Quando
finalmente me formei e consegui obter autorização da ordem dos advogados do
Brasil para exercer a profissão, chegou o dia em que eu deveria fazer meu
primeiro júri, ou seja, deveria defender um cidadão com uma ficha criminal
extensa, perante um conselho de sentença composto por sete cidadãos, que eu
jamais vira, sorteados entre a população local. Minha tarefa era simples, eu
tinha que convencer aquelas sete criaturas ou no mínimo quatro delas, que
aquele homem dessa vez era inocente.
Bem,
eu saí de casa nesse dia fatídico, após uma noite praticamente insone, com
destino ao tribunal, estava tão nervosa que as pernas já quase que não
obedeciam ao comando da mente. Um colega deveria dividir comigo o suplício, e
eu esperava encontra-lo seguro de si e pronto para me tirar daquele penoso
estado de nervos. Contudo, para o meu total e absoluto desespero, encontrei-o
lívido e trêmulo. Assim que me viu, declarou a necessidade de ter que ir lá
fora, para tomar uma "cachaçinha" sob a alegação de que somente dessa
forma conseguiria acalmar-se. Eu então, mentalmente, contei até cinquenta e me
sentei, já consciente da responsabilidade e do possível vexame caso não
controlasse meu insubordinado sistema nervoso.
O
meu colega só retornou quando o juiz presidente iniciou a sessão, deve ter
ingerido bem mais que uma "cachaçinha" porque o hálito era pura
aguardente. Eu tentava conter o pânico que começava a invadir-me. Em uma fração
de segundos cogitei pedir adiamento do júri, mas seria absurdamente ridículo
fazê-lo sob a alegação de nervosismo, embriaguez do colega ou qualquer coisa
que o valha. Cogitei, ainda, sair simplesmente do recinto e não retornar mais,
isso, porém seria o cúmulo da covardia e gosto de acreditar que essa
característica não faz parte de minha personalidade, por isso fiquei.
O
juiz, para completar o quadro dantesco, dirigiu-se a nós dois e, solenemente,
informou que se ele considerasse que o réu não foi adequadamente defendido, o
júri seria anulado e, num golpe fatal, do alto de sua magnanimidade, perguntou
se já havíamos atuado no tribunal do júri outras vezes e se desejávamos pedir
adiamento para estudar mais o famigerado processo.
Nesse
momento, me senti fortemente desafiada! A temível benevolência do magistrado
para com os iniciantes instigou-me e, movida por um orgulho que me é genético,
menti.
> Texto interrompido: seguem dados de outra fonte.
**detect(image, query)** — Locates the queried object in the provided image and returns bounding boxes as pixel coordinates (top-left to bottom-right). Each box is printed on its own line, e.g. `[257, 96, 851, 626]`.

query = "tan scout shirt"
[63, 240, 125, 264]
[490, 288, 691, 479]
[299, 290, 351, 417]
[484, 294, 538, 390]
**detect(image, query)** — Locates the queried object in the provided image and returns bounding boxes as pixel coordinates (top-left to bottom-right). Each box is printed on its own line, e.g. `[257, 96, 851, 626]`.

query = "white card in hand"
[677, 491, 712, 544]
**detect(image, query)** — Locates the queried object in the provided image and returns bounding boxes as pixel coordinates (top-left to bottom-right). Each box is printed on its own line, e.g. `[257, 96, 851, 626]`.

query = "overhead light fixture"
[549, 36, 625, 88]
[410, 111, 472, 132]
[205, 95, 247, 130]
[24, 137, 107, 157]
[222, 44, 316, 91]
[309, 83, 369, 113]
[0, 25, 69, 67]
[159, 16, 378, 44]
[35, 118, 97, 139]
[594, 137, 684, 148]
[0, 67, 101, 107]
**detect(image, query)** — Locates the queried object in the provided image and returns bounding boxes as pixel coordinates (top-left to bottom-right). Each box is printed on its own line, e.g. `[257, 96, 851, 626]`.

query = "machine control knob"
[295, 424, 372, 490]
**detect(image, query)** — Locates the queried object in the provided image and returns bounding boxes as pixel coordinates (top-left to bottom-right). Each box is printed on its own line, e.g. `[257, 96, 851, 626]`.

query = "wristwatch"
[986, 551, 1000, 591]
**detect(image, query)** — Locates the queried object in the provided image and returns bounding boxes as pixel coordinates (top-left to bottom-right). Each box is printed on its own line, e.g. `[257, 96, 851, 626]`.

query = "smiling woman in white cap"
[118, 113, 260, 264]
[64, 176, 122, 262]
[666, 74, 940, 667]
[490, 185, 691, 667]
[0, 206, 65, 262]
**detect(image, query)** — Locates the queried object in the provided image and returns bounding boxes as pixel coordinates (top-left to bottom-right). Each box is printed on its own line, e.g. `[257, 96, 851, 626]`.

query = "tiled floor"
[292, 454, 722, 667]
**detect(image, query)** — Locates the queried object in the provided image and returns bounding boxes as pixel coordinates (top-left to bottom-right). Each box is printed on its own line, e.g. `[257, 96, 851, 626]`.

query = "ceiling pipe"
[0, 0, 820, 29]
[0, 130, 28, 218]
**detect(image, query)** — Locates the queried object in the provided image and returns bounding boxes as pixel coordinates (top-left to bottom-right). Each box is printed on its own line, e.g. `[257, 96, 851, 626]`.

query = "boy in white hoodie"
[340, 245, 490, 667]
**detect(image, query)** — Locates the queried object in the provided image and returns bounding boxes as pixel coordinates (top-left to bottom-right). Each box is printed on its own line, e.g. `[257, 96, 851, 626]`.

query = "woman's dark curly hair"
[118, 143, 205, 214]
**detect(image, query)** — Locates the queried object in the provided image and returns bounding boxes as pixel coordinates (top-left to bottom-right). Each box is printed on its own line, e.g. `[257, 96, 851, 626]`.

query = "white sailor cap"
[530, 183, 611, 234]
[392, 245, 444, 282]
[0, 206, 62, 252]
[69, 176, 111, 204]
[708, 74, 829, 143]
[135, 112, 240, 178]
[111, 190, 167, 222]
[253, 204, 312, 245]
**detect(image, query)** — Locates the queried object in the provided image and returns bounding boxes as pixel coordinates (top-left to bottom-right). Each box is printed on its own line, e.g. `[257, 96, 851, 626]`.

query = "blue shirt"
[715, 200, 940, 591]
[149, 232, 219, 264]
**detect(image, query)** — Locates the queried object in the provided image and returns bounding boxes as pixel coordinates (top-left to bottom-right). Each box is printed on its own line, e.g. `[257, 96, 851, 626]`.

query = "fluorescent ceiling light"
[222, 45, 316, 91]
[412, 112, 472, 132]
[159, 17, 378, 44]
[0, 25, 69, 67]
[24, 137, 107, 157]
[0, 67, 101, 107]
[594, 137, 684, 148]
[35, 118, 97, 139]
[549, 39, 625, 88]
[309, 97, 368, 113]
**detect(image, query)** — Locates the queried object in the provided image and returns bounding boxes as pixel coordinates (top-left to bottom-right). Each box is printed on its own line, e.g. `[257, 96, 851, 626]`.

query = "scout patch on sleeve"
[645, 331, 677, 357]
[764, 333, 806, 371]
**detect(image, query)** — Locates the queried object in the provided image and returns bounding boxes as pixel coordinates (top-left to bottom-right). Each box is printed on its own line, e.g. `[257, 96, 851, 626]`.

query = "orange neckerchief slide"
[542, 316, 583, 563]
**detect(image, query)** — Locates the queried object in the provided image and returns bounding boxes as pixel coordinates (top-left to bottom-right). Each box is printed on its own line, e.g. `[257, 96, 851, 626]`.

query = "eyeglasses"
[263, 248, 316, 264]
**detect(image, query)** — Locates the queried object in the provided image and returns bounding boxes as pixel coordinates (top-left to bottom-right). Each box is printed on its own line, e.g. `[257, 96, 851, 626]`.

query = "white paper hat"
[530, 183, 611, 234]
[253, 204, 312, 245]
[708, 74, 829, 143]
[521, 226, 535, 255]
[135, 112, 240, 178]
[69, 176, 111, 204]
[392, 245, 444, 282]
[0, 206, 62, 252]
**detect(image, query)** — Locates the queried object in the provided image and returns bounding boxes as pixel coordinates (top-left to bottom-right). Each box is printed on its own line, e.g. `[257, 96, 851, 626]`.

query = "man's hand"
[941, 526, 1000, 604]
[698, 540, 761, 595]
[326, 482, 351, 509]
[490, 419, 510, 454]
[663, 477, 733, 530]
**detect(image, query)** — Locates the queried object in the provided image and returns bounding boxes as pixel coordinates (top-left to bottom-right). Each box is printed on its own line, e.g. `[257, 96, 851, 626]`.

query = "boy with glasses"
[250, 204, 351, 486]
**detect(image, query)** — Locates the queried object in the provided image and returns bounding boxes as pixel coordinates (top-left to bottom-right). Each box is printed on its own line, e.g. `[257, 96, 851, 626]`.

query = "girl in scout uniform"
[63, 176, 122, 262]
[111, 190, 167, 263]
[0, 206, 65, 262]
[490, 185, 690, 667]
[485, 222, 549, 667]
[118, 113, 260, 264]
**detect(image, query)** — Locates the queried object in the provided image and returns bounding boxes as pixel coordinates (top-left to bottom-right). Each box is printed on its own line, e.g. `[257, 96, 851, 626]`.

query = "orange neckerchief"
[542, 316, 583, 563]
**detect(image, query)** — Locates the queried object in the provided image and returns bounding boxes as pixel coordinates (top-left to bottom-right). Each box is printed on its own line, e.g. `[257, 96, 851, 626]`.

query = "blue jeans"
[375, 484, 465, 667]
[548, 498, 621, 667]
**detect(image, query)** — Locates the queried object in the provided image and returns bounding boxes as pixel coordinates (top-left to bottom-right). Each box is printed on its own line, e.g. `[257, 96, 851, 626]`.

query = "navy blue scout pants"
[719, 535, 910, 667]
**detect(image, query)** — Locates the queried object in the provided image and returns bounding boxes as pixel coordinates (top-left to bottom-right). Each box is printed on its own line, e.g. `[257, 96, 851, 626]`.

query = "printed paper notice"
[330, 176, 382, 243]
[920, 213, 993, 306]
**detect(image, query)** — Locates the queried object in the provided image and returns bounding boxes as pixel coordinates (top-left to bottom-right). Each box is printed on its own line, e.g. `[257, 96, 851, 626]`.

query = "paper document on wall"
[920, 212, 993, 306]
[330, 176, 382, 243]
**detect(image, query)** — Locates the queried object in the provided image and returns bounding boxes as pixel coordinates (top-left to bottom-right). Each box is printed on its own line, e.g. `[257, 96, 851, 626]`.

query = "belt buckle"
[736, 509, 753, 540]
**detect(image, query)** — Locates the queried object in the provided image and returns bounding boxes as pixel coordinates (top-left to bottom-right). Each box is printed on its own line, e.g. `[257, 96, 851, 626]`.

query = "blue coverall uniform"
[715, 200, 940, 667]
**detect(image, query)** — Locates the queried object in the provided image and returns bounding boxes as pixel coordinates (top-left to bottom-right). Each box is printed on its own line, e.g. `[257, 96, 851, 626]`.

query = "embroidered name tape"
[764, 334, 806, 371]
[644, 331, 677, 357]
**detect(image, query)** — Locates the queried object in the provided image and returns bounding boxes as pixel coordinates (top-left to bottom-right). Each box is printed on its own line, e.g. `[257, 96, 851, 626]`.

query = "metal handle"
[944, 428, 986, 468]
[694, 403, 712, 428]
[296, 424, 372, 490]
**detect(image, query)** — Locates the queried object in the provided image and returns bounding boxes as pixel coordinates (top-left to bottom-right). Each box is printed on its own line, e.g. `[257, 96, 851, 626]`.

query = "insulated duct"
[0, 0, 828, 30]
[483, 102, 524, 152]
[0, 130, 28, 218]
Declarei com solene veemência já haver tido experiência no Tribunal do
Júri e solicitei a continuação do julgamento. O meu colega, deixou-se cair na
cadeira, lívido e silencioso.
Após
o inflamado e teatral discurso acusatório da promotoria, o meu colega iniciou
sua defesa. Entretanto, suas frases não fizeram qualquer sentido, sem dúvida
como resultado da avalanche de emoções que o assolaram naquela manhã e
obviamente em razão do teor alcoólico que inoportunamente circulava em seu
sangue. Não pude deixá-lo continuar, de modo que, em determinado momento, tomei
a palavra.
Analisei
todo o processo e ataquei veementemente cada falha da promotoria. A simples ideai
de sucumbir ao nervosismo e prejudicar a defesa me forneceu uma coragem e eloquência
que eu não sabia possuir. Sei que foi assim, porque, depois, me parabenizaram e
meu colega, já recuperado, contou-me alguns detalhes que eu mesma já não
recordava. Na realidade, não recordo exatamente o que disse durante o discurso
porque, naquele momento, o fiz por puro instinto e na defesa desesperada da
nossa reputação.
O
cliente foi condenado, por quatro votos a três. É preciso ressaltar que as
possibilidades de ser absolvido eram tão remotas quanto às chances de chegarmos
calmos no primeiro júri de nossas vidas, todavia, conseguimos convencer três
jurados de sua inocência, de modo que foi possível recorrer da condenação.
O
meu colega não quis mais atuar nessa área do direito, temendo ter que se tornar
um alcoólatra se quisesse fazê-lo. Eu continuei aceitando uns casos e outros
como forma de exercitar o autocontrole.